Me enfurecía cada vez que etiquetaban su esencia con la básica y rápida denominación de «autista»: yo hubiese podido describir 365 particularidades maravillosas que aprendí de Boris aquel año. Después de todo, él era mucho más que aquel diagnóstico. Después de todo, yo era mucho más que aquella chica que quedó embarazada. Quizá fue entonces cuando empecé a rechazar las etiquetas en mi vida; fue él quien me enseñó a eliminar los preconceptos para generar mis propias sinopsis. Y no fui yo quien excavó, sino que fue él quien indagó en lo profundo de mi esencia para sacar lo mejor de mí.

Aún recuerdo su dulce «Lena» conquistando cada pasillo de mis oídos.

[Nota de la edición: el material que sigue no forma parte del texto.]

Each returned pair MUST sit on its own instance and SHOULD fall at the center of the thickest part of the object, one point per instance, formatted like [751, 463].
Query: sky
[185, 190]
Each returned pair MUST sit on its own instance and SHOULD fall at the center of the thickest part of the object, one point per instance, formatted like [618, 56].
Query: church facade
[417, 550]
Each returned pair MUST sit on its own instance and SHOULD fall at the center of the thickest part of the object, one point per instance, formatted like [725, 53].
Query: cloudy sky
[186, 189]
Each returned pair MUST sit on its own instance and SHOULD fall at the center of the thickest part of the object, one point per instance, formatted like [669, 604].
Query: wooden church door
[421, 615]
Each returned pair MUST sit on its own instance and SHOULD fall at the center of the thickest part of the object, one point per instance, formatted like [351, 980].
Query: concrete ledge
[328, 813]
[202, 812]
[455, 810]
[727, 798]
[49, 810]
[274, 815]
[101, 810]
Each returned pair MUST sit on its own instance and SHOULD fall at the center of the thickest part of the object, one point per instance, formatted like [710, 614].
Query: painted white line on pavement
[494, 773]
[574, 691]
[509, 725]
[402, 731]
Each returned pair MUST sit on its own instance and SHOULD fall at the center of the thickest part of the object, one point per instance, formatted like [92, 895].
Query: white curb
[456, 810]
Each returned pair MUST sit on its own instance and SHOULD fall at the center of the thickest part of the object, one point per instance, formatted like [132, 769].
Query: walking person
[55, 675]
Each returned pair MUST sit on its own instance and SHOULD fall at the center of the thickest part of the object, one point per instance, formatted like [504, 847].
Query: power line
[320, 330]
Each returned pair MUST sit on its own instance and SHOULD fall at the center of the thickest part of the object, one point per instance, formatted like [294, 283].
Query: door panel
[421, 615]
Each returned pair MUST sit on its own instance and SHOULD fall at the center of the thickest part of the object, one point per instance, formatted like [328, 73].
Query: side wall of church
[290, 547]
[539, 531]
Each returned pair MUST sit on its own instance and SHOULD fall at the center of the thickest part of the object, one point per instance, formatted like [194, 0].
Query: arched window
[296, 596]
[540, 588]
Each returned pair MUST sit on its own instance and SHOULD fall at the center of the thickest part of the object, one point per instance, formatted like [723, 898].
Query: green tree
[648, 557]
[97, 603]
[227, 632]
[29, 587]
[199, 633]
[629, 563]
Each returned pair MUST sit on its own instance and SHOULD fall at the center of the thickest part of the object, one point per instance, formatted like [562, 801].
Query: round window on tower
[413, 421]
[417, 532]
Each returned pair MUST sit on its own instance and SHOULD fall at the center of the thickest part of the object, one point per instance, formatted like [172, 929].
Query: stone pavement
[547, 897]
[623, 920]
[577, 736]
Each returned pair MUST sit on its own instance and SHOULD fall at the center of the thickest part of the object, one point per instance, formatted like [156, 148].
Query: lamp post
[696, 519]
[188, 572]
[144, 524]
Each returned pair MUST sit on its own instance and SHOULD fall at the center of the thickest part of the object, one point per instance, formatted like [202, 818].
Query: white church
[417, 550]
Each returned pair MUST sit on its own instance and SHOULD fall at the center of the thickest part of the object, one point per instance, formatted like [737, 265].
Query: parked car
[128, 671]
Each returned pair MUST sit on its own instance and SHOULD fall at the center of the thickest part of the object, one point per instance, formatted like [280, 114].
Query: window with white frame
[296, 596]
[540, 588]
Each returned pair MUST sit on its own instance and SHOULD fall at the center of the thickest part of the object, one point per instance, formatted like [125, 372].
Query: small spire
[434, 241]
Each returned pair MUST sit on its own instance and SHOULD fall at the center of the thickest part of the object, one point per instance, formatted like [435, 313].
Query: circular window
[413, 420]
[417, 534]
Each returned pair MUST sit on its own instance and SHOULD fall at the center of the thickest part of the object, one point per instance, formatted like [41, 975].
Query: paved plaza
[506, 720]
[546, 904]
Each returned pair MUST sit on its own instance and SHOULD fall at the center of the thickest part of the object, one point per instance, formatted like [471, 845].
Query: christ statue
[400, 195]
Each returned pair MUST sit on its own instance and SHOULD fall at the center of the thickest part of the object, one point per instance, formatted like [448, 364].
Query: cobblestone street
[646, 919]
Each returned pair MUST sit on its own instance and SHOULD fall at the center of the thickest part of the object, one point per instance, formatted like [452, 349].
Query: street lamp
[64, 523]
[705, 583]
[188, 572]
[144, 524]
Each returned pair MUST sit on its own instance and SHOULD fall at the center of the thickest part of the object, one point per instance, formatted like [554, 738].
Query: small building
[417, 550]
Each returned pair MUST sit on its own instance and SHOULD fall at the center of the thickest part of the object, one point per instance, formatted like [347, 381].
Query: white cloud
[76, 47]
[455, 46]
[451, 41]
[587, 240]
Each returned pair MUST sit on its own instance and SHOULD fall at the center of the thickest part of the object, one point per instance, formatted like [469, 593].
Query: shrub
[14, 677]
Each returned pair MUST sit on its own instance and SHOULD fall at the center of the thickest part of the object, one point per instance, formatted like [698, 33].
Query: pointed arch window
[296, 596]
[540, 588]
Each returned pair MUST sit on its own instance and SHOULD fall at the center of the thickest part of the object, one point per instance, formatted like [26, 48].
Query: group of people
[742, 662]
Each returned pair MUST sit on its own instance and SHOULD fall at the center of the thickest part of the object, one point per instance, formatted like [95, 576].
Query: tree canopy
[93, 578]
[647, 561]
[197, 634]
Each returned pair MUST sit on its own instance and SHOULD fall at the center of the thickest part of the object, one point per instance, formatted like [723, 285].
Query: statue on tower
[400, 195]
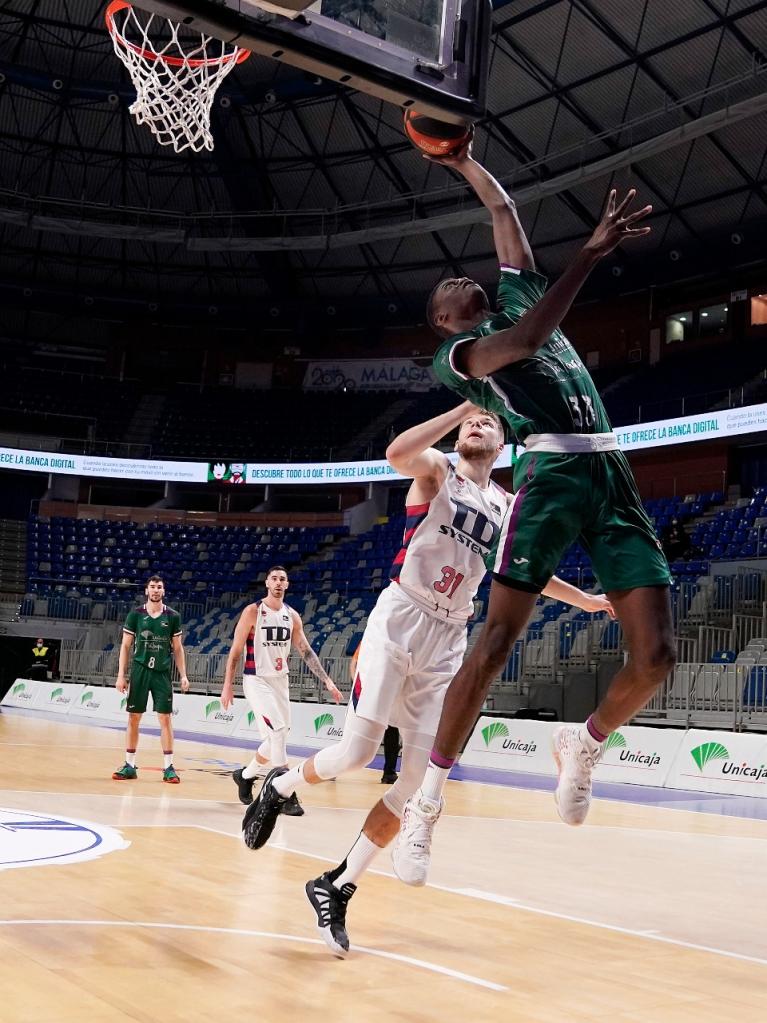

Era lunes y, mientras saludaba a todo el equipo de docentes que tanto conocía por ser ex alumna de la institución, marcaba mi llegada en horario al trabajo. Intenté actuar normalmente; pero Ana se arrimó y me preguntó si todo andaba bien… Yo había sido su Matilda durante toda la primaria, y era fácil para ella descubrir la acuarela inusual de mis pupilas aquella mañana. Era fácil descubrir el listón rojo que me faltaba.

«Lo perdí» –le contesté con la misma voz entrecortada de aquel 12 de agosto en el que vino a abrazarme en el funeral de Maggie–. Respondió con el mismo abrazo que me dio cuando me premiaron con el diploma de mayor esfuerzo de mi clase, y, con la ternura de abuela que la caracterizaba sólo conmigo –con el resto se comportaba más bien como Tronchatoro–, me dijo casi amenazándome: «Mi Helenita, ahora hacé el mayor esfuerzo. Buscá tu listón. Completate».

Sin responder, salí de la sala de profesores en dirección a mi clase, esperando como nunca antes la llegada de Boris al jardín, pues ansiaba sumergirme en su mundo, donde nadie cambiaba, nada dolía y todo seguía intacto como lo habíamos dejado el viernes anterior.

Supongo que mi pequeño rubietón se había convertido en mi listón rojo. Me completaba.